Hundreds Of Embryos Go Missing
Kelli Gora wanted to share her love for the outdoors and animals with a child of her own. Unable to get pregnant, she tried fertility treatments. They failed. But recently Kelli discovered she and her ex-husband may have a child after allone born to another woman, because Kelli claims her fertility clinic stole their embryos.
"I hope that the child, is getting a lot of those things in life that I could have provided," Kelli says.
Kelli was treated by doctors at the now-infamous University of California fertility clinics in Orange County. Five years ago the main clinic was shut down for misappropriating human eggs, reports CBS News Correspondent Sandra Hughes. Two of the doctors fled the country, another was found guilty of fraud.

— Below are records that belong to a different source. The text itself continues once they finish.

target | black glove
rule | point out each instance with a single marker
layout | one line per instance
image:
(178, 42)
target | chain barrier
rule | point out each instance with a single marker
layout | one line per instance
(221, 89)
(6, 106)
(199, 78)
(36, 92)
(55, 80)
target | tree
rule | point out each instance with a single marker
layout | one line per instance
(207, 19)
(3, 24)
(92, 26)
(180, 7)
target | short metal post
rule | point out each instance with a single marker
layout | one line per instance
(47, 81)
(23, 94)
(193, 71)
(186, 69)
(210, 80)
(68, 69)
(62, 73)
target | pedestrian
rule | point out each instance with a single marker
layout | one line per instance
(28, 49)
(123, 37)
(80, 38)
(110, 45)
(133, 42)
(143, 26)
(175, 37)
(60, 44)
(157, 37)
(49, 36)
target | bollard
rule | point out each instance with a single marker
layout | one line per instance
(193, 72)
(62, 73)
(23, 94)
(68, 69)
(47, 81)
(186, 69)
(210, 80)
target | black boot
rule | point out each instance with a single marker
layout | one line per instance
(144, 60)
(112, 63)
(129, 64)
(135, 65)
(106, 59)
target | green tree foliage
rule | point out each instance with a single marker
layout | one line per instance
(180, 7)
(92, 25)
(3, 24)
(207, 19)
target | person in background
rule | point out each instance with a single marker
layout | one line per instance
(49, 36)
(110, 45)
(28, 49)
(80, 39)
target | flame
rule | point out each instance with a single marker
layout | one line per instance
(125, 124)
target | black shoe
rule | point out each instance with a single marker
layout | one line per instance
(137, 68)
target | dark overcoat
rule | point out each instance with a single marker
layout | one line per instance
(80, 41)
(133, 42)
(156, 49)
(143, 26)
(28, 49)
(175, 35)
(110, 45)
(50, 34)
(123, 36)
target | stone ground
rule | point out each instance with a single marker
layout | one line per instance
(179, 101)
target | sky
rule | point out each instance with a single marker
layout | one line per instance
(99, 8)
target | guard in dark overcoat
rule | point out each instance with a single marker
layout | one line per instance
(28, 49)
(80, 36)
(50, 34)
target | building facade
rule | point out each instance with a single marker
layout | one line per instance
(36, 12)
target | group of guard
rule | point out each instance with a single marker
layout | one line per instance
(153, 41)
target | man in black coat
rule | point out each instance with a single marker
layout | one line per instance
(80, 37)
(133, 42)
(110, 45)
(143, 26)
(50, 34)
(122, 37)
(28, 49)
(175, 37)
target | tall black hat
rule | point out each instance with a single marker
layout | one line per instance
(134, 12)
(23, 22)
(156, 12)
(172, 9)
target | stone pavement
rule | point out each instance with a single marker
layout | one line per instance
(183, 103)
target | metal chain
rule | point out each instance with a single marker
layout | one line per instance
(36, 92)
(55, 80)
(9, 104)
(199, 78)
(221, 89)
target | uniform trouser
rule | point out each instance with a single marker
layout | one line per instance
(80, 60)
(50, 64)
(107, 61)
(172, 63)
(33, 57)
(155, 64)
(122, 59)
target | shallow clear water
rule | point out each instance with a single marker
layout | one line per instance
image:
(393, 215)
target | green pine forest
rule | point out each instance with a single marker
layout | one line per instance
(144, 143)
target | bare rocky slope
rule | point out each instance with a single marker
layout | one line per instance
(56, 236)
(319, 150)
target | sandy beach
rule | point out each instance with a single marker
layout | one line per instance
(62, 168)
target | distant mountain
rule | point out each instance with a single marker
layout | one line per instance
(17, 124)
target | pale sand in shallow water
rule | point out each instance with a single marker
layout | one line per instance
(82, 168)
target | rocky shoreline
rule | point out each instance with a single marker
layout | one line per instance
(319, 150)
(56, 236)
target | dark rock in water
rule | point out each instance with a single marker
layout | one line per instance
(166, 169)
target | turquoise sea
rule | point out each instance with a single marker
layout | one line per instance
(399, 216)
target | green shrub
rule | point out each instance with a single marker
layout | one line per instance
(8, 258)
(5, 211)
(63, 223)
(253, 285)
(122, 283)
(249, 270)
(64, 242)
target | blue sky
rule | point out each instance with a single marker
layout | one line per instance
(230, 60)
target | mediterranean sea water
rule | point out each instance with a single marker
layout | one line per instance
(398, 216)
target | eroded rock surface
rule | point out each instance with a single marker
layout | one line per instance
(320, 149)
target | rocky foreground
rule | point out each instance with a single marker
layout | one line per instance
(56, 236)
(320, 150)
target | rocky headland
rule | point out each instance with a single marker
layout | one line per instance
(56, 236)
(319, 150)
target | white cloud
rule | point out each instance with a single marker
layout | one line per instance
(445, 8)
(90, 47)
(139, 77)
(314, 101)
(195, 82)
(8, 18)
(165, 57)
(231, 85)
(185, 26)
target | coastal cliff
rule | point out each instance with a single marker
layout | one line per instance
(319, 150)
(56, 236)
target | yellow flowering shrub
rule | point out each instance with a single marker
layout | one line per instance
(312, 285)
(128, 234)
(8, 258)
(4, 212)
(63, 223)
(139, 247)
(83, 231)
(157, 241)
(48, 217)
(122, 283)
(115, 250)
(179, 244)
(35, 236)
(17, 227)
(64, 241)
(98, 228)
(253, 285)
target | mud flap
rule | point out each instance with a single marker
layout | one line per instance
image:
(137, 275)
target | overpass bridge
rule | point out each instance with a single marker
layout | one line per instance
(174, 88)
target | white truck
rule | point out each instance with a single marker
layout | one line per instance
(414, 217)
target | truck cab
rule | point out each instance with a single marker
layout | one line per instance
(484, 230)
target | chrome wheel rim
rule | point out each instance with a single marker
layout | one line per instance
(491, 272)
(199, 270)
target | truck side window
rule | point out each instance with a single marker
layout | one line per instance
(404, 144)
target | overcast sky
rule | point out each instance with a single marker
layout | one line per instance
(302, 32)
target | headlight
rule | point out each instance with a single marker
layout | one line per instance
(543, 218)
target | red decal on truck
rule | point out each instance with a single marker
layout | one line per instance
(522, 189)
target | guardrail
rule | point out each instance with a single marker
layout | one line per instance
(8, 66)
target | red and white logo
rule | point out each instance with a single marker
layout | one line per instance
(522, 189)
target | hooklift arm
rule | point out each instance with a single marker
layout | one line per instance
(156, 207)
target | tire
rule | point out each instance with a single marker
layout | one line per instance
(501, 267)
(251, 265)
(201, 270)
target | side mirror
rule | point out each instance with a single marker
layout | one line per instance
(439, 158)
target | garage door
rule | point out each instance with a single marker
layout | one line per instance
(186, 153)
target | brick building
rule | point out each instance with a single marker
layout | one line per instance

But what Kelli and other patients didn't know back then was that the doctors were allegedly stealing their fertilized eggs, and giving those embryos to other couples.
"Certain people were favored and those people who had money and could pay were going to have children. It was the doctors playing God," says Orange County attorney Melanie Blum.
Blum uncovered clinic documents that she says reveal an alarming number of embryos are missing.
"There are hundreds of couples who have evidence of misappropriated embryos," Blums says. She claims that could translate to hundreds of children.
She found shipping records that indicate some of the embryos were sent as far away as South and Central America. Kelli Goras records show an embryo identified as hers was transferred to another southern California woman.
"She was probably sitting in the waiting room the same time I was," Kelli says.
Lawyers for the couples believe the university should be held accountable because they say it had to know doctors at the clinic were stealing the embryos.
"We didn't know anything of the kind," says John Lundberg, a lawyer for the school. "We're doing everything we can."
Embryos from the Irvine clinic are still stored in a west Los Angeles cryobank, which now wants to get rid of them. Just this week, former patients, reeling from the latest allegations, were told to come get their embryos or they would be destroyed.